How has God prepared His people for this? Paul says that we are prepared because He “gave us the Spirit as a down payment” (5:5b). That is, the activity of the Holy Spirit, gifting us with faith and causing us to believe in the Gospel and the renewed life to come, is the down payment, or guarantee, of God accomplishing a final redemption through a thorough and complete rescue from the power of death (spiritually and physically). In this state of belief, as we believe in the very thing that is the power of God unto salvation, we can trust that we experience a foretaste of the power of the Resurrection to come. Our union with Christ allows us to share in the power of an indestructible, eternal life. That power, of course, is the same power, by the same Spirit, that raised Christ from the dead, again echoing the eighth chapter of Romans, reminding us that God “will also make your mortal bodies alive through His Spirit Who lives in you” (8:11b). Yes, the activity of the Holy Spirit, by which God brings us into His covenant, is what serves as a reminder that God has a complete work to do for all of His anointed ones. God will accomplish for His people what He accomplished for Jesus---a physical Resurrection into a world that is drastically changed by the presence of His power. In this time and in this world, that power operates as a down payment, but we trust in the full payment to come.
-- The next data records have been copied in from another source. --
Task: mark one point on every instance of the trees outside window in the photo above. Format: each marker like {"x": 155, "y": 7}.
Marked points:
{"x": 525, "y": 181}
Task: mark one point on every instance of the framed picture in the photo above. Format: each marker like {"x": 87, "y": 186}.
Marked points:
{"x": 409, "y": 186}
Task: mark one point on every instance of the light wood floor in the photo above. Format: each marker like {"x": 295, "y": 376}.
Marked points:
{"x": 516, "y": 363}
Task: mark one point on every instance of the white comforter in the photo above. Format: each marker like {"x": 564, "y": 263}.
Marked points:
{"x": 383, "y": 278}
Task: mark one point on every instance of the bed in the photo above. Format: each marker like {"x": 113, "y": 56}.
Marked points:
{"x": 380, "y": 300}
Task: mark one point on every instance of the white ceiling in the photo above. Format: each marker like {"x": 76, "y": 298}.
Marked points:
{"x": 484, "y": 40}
The Apostle Paul firmly believes that “if anyone is in Christ, he is a new creation; what is old has passed away---look, what is new has come” (5:17). Though we know that our physical bodies are still subject to corruption, to disease, to decay, and yes, to death, Paul makes this declaration. This is what it means to “live by faith, not by sight” (5:7). This is a looking forward to our blessed hope. Paul stands firm on his insistence that the new creation, because of Christ, is something more than merely spiritual. God did not make a deal with death that would allow the grave to keep the bodies of His people, while God gets the souls. That would mean that Christ’s work was incomplete. In light of that, Paul insists that it will be physical, and that both God’s people and God’s creation groans for it. In the midst of any and all evidence to the contrary, as death was a daily experience for those that were putting their faith in Jesus, Paul allows his mind to flee to the refuge of our great hope, with a reminder that “we are not looking at what can be seen but at what cannot be seen. For what can be seen is temporary, but what cannot be seen is eternal” (4:18).
Because this was his firmly entrenched belief, rooted in a faith that he believed to have been gifted by God, through His Spirit, because of Jesus’ Resurrection, Paul was constrained to preach this message of the Gospel. Because he actually believed that there was a power of God at work, and because he actually believed that the Holy Spirit could work in hearts and minds and lives in order to shape men and women into the image that God desired them to bear, he writes, “Therefore, because we know the fear of the Lord, we try to persuade people” (5:11a). Paul knew that the message of the Gospel was to be spread through preaching. More than that, he knew that the persuasiveness was to be found in the message itself. Why? Well, because Paul did not give lip service to God’s power and the work of the Holy Spirit, but as has been said, he firmly believed that the Gospel itself was the power of God.
The Apostle Paul stood in reverential awe (fear) at what God had done, was doing, and would do through Christ, His Resurrection, and through the preaching of the message. “Therefore,” Paul goes on to write, “we are ambassadors for Christ, as though God were making His plea through us” (5:20a). Paul knew that God was not making His plea through those that carried the message, but that the message of power made its own plea. Paul, knowing that he himself had undergone such a radical transformation, had a keen understanding of the power of the testimony of Jesus as Lord. He knew himself to be a new creation in which the old had passed away. He believed in a God that was faithful to His covenant promises, so the fifth chapter closes with Paul writing about Jesus, saying that “in Him we would become the righteousness of God” (5:21b). He knew that in union with Christ, carrying His Gospel message into the world, believers themselves become the manifestation of God’s covenant faithfulness, and the source of God’s blessing of restoration and renewal for the world.